Elevated body weight
A 2020 meta-analysis of prospective cohort studies found that being overweight or obese at midlife was associated with a higher risk of Alzheimer’s disease.[22] One possible explanation could be that elevated body fat promotes greater insulin resistance and a higher risk of type 2 diabetes, a risk factor for Alzheimer’s disease, as discussed. Interestingly, the prior meta-analysis also found being overweight (and, in high-quality studies, obese) during later life was associated with a lower risk of Alzheimer’s disease. It’s possible this merely reflects reverse confounding, as some research suggests people begin to lose weight in the years leading up to their dementia diagnosis.[23]
Abnormal blood pressure
Meta-analyses of numerous prospective cohort studies have found that hypertension (high blood pressure) around midlife (ages 45 to 65) is associated with a higher risk of Alzheimer’s disease.[24][13] Hypertension was not found to be associated with Alzheimer’s disease in later life (≥65 years old), although in one meta-analysis, use of antihypertensive medication during this time was nonetheless associated with a lower risk.[24]
Several abnormal blood pressure patterns have also been associated with a higher risk of Alzheimer’s disease, including orthostatic hypotension (low blood pressure when rising from a sitting position);[13] higher blood pressure in the evening, relative to the daytime;[25] and increased fluctuations in blood pressure (i.e., throughout the day or from day to day).[26]
Microbes in the brain
A growing body of evidence suggests amyloid beta may function as an antimicrobial peptide, binding to bacteria and viruses and preventing infection and disease.[27]
The herpes virus (typically herpes simplex virus 1; HSV-1) is present more often in the brains of people with Alzheimer’s than those without the disease.[28] This has led to the theory that amyloid beta is produced as a protective response to the herpes virus in the brain and inadvertently promotes Alzheimer’s disease.[29]
Another microbe linked to Alzheimer’s disease, Porphyromonas gingivalis, is also associated with periodontal disease, which itself is linked to Alzheimer’s disease.[30] Compounds called gingipains, produced by this bacteria, have been observed at higher rates in the brains of people with Alzheimer’s disease and these gingipains have been shown to produce neurotoxic effects in mice.[31]
Poor sleep quality
The glymphatic system is a sort of biological drainage system that moves fluid into and out of the brain. This fluid has been shown to collect amyloid beta and clear some of it from the brain,[32] and the rate of this clearance increases dramatically during sleep.[33] As a result, it’s been theorized that inadequate sleep may promote Alzheimer’s disease by disrupting the removal of amyloid beta. However, the evidence for this hypothesis is mixed.
By and large, prospective cohort studies have not found an association between shorter sleep duration (about 6 hours or fewer per night) and a higher risk of Alzheimer’s disease, but they have found a higher risk with longer sleep duration (around 9 or more hours per night).[34] Most of these studies relied on self-reported sleep times, however, and several studies have found that people often inaccurately assess how much they sleep.[35]
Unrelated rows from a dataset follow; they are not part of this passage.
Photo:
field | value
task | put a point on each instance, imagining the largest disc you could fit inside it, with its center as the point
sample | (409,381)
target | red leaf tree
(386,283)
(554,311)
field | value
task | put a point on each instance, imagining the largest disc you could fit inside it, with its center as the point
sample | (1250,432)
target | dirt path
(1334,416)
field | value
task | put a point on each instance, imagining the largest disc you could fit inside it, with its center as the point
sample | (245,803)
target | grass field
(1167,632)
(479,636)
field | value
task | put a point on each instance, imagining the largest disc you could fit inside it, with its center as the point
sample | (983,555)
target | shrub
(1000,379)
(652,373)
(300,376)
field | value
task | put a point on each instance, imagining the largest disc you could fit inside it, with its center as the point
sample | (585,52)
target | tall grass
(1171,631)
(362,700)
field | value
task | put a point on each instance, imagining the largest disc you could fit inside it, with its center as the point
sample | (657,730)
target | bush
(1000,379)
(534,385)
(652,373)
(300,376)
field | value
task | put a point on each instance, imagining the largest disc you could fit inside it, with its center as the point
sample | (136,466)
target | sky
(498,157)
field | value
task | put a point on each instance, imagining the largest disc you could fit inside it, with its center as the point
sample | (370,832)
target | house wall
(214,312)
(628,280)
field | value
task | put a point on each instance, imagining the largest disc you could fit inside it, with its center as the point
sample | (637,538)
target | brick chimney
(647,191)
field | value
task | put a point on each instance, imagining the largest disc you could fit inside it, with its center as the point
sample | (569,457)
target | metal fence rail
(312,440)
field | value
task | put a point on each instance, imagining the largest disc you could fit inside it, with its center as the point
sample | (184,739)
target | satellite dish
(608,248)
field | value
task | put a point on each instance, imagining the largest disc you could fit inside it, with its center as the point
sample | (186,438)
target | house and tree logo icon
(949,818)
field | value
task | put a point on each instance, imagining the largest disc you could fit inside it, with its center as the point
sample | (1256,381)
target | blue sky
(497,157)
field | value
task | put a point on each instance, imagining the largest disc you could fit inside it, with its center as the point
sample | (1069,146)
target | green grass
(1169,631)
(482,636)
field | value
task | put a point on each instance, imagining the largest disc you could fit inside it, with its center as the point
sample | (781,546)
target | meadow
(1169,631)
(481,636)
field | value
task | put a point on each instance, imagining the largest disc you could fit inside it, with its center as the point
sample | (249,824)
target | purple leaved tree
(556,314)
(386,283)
Meanwhile, a number of observational studies have found that poor sleep quality is associated with a higher risk of Alzheimer’s disease, including when using objective measures of sleep efficiency (e.g., wrist actigraph, which records movement through a device worn on the wrist).[36][37] Still, it’s important to note that neurodegenerative diseases can disrupt areas of the brain involved in sleep regulation, meaning it’s possible that poor sleep could simply be a consequence of early brain changes in the years leading up to a dementia diagnosis.